For a decade, until 2022, Perju served as Director of the Clough Center for the Study of Constitutional Democracy. During that time, the Center became one of the leading institutions for the study of constitutional democracy in world. The Clough Center’s archives include many of the dozens of conferences, panels, projects, lectures and workshops that he convened under the aegis of the Center. A profile of his role as Director of the Clough Center is available here.

Perju’s work on European integration was awarded the Ius Commune Prize, and his work on comparative constitutional law was selected for presentation in the Yale/Stanford Junior Faculty Forum. His article on constitutional transplants and migrations is among the most cited recent works in comparative law. Perju’s work on constitutionalism articulates a new dimension of public law that derives from the transnational interaction of constitutional democracies. Representative publications include Cosmopolitanism and Constitutional Self-Government (International Journal of Constitutional Law), Cosmopolitanism in Constitutional Law (Cardozo Law Review), Proportionality and Freedom: An Essay on Method in Constitutional Law (Global Constitutionalism), and Elements of a Doctrine of Transnational Constitutional Norms (forthcoming).
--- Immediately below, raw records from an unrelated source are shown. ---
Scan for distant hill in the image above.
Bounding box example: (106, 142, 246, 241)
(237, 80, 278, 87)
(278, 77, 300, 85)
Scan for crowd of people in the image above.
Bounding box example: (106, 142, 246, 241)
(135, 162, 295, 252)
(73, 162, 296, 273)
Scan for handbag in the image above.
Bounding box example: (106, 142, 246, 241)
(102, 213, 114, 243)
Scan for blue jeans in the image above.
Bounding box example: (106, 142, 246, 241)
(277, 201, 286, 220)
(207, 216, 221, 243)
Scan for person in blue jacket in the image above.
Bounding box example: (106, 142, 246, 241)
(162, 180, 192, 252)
Perju’s work on EU law seeks to capture the radicalism of post-war European supranational constitutionalism and guide its future development. His recent scholarship on Europe includes “The Politics of Form in European Constitutionalism” (European Constitutional Law Review), “Against Bidimensional Supremacy in EU Constitutionalism” (German Law Journal), “Dual Sovereignty in the European Union? A Critique of Habermas’s Defense of the Nation-State” (Texas International Law Journal), “Reason and Authority in the European Court of Justice” (Virginia Journal of International Law), and “On Uses and Misuses of Human Rights in European Constitutionalism.” His comparative law work includes studies on disability rights: “Impairment, Discrimination and the Legal Construction of Disability in the European Union and the United States” (Cornell International Law Journal); comparative federalism: “Identity Federalism in Europe and the United States (Vanderbilt Journal of Transnational Law); adjudication: “Proportionality And Stare Decisis” in Proposal for a New Structure (Cambridge University Press); and the theory of comparative law: “Constitutional Transplants, Borrowing and Migrations” (Oxford Handbook of Comparative Constitutional Law).
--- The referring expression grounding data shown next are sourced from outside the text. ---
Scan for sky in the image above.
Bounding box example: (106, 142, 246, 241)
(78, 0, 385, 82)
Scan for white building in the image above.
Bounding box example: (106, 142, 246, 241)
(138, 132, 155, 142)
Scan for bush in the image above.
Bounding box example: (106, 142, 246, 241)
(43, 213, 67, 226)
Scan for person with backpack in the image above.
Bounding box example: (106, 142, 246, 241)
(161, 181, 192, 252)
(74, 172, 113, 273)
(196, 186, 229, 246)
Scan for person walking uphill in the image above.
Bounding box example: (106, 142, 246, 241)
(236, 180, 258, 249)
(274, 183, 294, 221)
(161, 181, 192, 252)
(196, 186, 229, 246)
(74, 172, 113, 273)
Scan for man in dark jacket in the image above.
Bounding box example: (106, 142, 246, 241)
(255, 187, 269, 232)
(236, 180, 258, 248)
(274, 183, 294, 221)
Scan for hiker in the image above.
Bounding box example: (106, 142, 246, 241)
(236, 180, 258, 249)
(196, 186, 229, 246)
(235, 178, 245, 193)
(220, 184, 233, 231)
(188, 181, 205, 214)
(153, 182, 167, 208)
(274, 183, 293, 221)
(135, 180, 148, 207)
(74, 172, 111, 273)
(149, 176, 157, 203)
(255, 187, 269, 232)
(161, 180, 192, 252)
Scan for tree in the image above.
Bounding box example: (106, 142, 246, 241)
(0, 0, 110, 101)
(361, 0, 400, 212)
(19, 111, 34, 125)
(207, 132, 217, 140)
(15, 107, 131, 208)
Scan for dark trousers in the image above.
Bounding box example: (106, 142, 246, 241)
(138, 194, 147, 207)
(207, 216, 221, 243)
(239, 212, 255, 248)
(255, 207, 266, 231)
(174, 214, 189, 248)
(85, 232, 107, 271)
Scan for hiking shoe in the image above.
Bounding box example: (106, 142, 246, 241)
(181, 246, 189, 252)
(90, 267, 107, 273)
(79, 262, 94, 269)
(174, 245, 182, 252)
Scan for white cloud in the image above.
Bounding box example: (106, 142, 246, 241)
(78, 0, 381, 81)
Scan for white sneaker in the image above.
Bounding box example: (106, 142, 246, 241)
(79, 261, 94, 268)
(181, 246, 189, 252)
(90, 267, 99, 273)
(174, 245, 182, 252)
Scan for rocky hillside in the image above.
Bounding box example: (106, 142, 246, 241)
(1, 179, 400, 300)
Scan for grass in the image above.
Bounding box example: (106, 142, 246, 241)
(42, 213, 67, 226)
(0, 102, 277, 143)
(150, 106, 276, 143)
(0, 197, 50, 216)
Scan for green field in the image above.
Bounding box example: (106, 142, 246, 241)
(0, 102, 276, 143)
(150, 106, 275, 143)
The President of Romania appointed Perju to serve on a Commission on Constitution Reform. Perju remains involved in Romanian constitutional and political development through scholarship and legal commentary. The latter can be found here and here (in English) and here (in Romanian).

Perju was a visiting professor at Harvard Law School, taught as an External Professor at the European Academy of Legal Theory (Brussels, Belgium), was invited to join LUISS (Rome) as visiting professor and has had multiple affiliations with the Minda de Gunzburg Center for European Studies at Harvard. Perju is serves as Chair of the Section on EU Law of the Association of American Law Schools, and is a member of the Good Lobby group that seeks to counter the abuse of power in Europe. He is currently on the editorial board of European Law Open (Cambridge University Press) and on the board of advisors of the journal Jus Cogens and of I-Connect – Clough Center Global Review of Constitutional Law.  

Perju has law degrees from the University of Bucharest and University of Paris 1 Panthéon-Sorbonne, an L.L.M. degree summa cum laude from the European Academy of Legal Theory, an L.L.M. degree from Harvard Law School (degree waived) and a doctorate (S.J.D.) from Harvard Law School. At Harvard, he was awarded a Byse Fellowship, a Safra Fellowship in Ethics at the Kennedy School of Government and served as a fellow in the Project on Justice, Welfare and Economics.